By cutting the Fed Funds rate to 1.25 per cent, the US central bank clearly signalled that it viewed the prospective US economic situation with deep concern. On the other hand, the ECB left Euro interest rates at the much higher level of 3.25 per cent.
The proverbial observer from Mars might find it very hard to understand these apparently divergent actions. So far this year, the US economy has in fact grown at a faster pace than the European economy. It is true that forward-looking indicators of consumer confidence and investment intentions have weakened sharply in the US. However, equivalent indicators from Europe's larger economies such as Germany and Italy paint a picture that is just as bleak. With euro interest rates so much higher than dollar rates, the man from Mars would be very confused.
The Fed's action indicates that the US central bank is very concerned about a Japanese-style global deflation. If the Fed is correct in its assessment of the deflationary threat, then the ECB is clearly pursuing the wrong policy in keeping euro interest rates at current levels.

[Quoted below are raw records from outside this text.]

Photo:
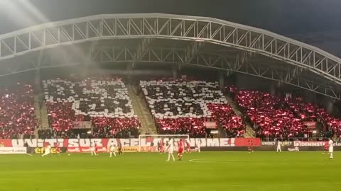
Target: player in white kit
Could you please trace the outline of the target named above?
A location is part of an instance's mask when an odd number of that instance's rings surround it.
[[[90,148],[91,156],[96,156],[96,144],[92,143],[92,145]]]
[[[114,154],[114,156],[116,156],[115,149],[116,149],[116,146],[114,144],[114,141],[112,141],[112,143],[110,144],[110,148],[109,150],[109,151],[110,152],[109,157],[112,157],[112,154]]]
[[[170,156],[172,156],[173,158],[173,161],[175,161],[175,158],[173,155],[173,152],[174,151],[174,143],[173,142],[172,139],[169,139],[168,147],[167,148],[167,151],[168,151],[168,159],[167,159],[166,161],[169,161],[169,160],[170,159]]]
[[[41,156],[44,156],[48,154],[50,154],[50,151],[51,151],[51,146],[50,145],[48,145],[48,146],[45,147],[45,153]]]
[[[280,140],[277,141],[277,152],[281,152],[282,149],[281,148],[282,142]]]
[[[332,153],[334,152],[334,146],[332,145],[334,142],[332,141],[332,139],[329,139],[329,158],[332,159]]]
[[[200,144],[201,144],[201,140],[199,139],[199,141],[197,141],[197,149],[199,153],[200,152]]]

As for the Bank of England, its inaction does seem to be the right course for the UK economy. Just days after the Bank of England announced its decision to keep rates on hold, house price data were published showing that the annual increase in British house prices has now hit 30 per cent. This is a rise of Celtic Tiger proportions and has raised fears in Britain that a housing asset price bubble may be in the making.
The key problem for British policy-makers is not the overall level of activity, but the fact that that activity is very unbalanced. The service and consumer sectors are flourishing but the manufacturing sector is in the doldrums. A cut in interest rates would have been of marginal help to the manufacturing sector, but would also have acted to fuel an already booming housing market.

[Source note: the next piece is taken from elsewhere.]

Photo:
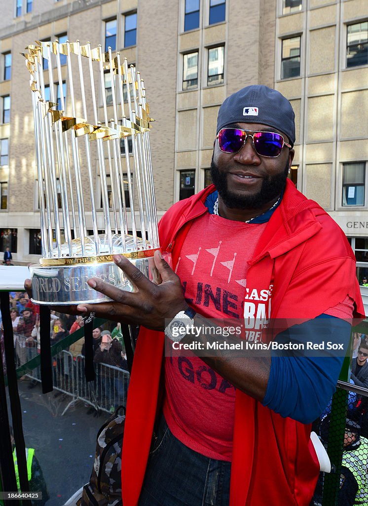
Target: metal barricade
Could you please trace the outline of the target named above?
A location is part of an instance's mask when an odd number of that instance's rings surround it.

The apparently divergent views of the world's most powerful central bankers merely adds another layer of uncertainty to an already volatile investment environment.
Investors will continue to look for signs that the ECB may change tack and lower interest rates after all. In the meantime, all eyes will remain firmly focused on the US economy on which so much still depends.
With Japan remaining in the doldrums and Europe seemingly gripped in a policy paralysis, the global economy is now more dependent than ever on the United States.